Je vivais jadis avec plaisir dans le monde quand je n’y voyais dans tous les yeux que bienveillance, ou tout au pis indifférence dans ceux à qui j’étais inconnu. Mais aujourd’hui qu’on ne prend pas moins de peine à montrer mon visage au peuple qu’à lui masquer mon naturel, je ne puis mettre le pied dans la rue sans m’y voir entouré d’objets déchirants; je me hâte de gagner à grands pas la campagne; sitôt que je vois la verdure, je commence à respirer. Faut-il s’étonner si j’aime la solitude? Je ne vois qu’animosité sur les visages des hommes, et la nature me rit toujours.

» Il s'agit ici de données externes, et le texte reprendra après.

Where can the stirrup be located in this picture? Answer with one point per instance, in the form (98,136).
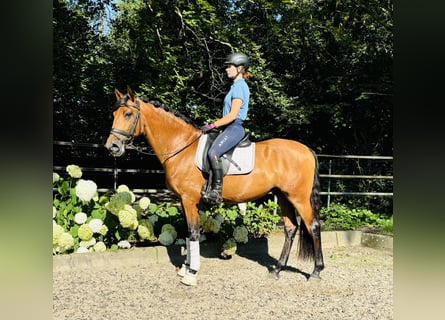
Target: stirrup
(213,196)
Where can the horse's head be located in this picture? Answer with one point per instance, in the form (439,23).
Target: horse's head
(126,117)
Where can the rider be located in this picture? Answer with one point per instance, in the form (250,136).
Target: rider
(235,107)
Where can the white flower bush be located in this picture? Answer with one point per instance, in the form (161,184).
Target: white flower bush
(96,225)
(80,218)
(86,189)
(84,221)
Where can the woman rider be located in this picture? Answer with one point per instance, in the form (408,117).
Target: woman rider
(235,107)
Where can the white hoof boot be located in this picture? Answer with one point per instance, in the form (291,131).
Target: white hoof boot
(189,279)
(181,272)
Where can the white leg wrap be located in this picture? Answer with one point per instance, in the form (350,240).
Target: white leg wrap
(187,246)
(195,257)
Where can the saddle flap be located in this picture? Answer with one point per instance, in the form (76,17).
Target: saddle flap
(239,160)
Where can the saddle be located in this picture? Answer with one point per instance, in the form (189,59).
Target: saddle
(239,160)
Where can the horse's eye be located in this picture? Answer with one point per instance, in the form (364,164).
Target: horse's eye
(128,114)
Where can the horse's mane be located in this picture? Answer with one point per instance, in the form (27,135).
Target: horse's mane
(158,104)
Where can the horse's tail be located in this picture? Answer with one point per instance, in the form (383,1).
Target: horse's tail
(306,242)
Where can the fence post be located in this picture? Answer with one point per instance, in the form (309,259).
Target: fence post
(329,182)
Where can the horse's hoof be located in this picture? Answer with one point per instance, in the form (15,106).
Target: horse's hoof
(274,273)
(314,277)
(182,271)
(189,279)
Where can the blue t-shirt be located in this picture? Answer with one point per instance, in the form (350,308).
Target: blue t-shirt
(238,90)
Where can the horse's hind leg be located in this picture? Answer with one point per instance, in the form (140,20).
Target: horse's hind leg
(310,237)
(290,229)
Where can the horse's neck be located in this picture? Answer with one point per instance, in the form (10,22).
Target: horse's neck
(166,133)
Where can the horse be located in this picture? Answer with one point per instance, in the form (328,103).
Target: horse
(285,167)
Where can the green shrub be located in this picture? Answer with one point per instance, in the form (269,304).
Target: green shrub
(340,217)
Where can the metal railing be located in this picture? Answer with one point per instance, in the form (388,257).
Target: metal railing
(330,176)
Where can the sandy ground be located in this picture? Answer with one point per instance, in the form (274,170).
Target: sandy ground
(357,283)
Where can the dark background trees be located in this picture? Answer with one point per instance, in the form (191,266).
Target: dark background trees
(321,71)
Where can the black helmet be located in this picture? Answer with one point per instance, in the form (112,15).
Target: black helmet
(238,59)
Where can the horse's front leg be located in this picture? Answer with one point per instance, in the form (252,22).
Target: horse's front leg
(290,229)
(189,271)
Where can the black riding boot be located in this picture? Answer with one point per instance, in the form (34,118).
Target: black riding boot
(215,195)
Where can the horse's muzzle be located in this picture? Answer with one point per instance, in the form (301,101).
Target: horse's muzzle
(116,147)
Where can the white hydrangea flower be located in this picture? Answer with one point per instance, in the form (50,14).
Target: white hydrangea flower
(103,230)
(80,217)
(124,244)
(128,217)
(122,188)
(85,233)
(86,189)
(65,242)
(87,244)
(74,171)
(144,202)
(95,225)
(99,247)
(82,250)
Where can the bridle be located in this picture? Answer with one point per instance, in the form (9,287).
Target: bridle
(128,135)
(128,142)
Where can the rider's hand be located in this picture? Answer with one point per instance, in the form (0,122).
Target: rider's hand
(208,127)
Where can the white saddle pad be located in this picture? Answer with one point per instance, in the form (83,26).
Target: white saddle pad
(244,157)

Je sens pourtant encore, il faut l’avouer, du plaisir à vivre au milieu des hommes tant que mon visage leur est inconnu. Mais c’est un plaisir qu’on ne me laisse guère. J’aimais encore il y a quelques années à traverser les villages et à voir au matin les laboureurs raccommoder leurs fléaux ou les femmes sur leur porte avec leurs enfants. Cette vue avait je ne sais quoi qui touchait mon cœur. Je m’arrêtais quelquefois, sans y prendre garde, à regarder les petits manèges de ces bonnes gens, et je me sentais soupirer sans savoir pourquoi. J’ignore si l’on m’a vu sensible à ce petit plaisir et si l’on a voulu me l’ôter encore; mais au changement que j’aperçois sur les physionomies à mon passage, et à l’air dont je suis regardé, je suis bien forcé de comprendre qu’on a pris grand soin de m’ôter cet incognito. La même chose m’est arrivée et d’une façon plus marquée encore aux Invalides. Ce bel établissement m’a toujours intéressé. Je ne vois jamais sans attendrissement et vénération ces groupes de bons vieillards qui peuvent dire comme ceux de Lacédémone:

Nous avons été jadis

Jeunes, vaillants et hardis.

Une de mes promenades favorites était autour de l’École militaire et je rencontrais avec plaisir çà et là quelques invalides qui, ayant conservé l’ancienne honnêteté militaire, me saluaient en passant. Ce salut que mon cœur leur rendait au centuple me flattait et augmentait le plaisir que j’avais à les voir. Comme je ne sais rien cacher de ce qui me touche, je parlais souvent des invalides et de la façon dont leur aspect m’affectait. Il n’en fallut pas davantage. Au bout de quelque temps je m’aperçus que je n’étais plus un inconnu pour eux, ou plutôt que je le leur étais bien davantage puisqu’ils me voyaient du même œil que fait le public. Plus d’honnêteté, plus de salutations. Un air repoussant, un regard farouche avaient succédé à leur première urbanité. L’ancienne franchise de leur métier ne leur laissant pas comme aux autres couvrir leur animosité d’un masque ricaneur et traître, ils me montrent tout ouvertement la plus violente haine, et tel est l’excès de ma misère que je suis forcé de distinguer dans mon estime ceux qui me déguisent le moins leur fureur.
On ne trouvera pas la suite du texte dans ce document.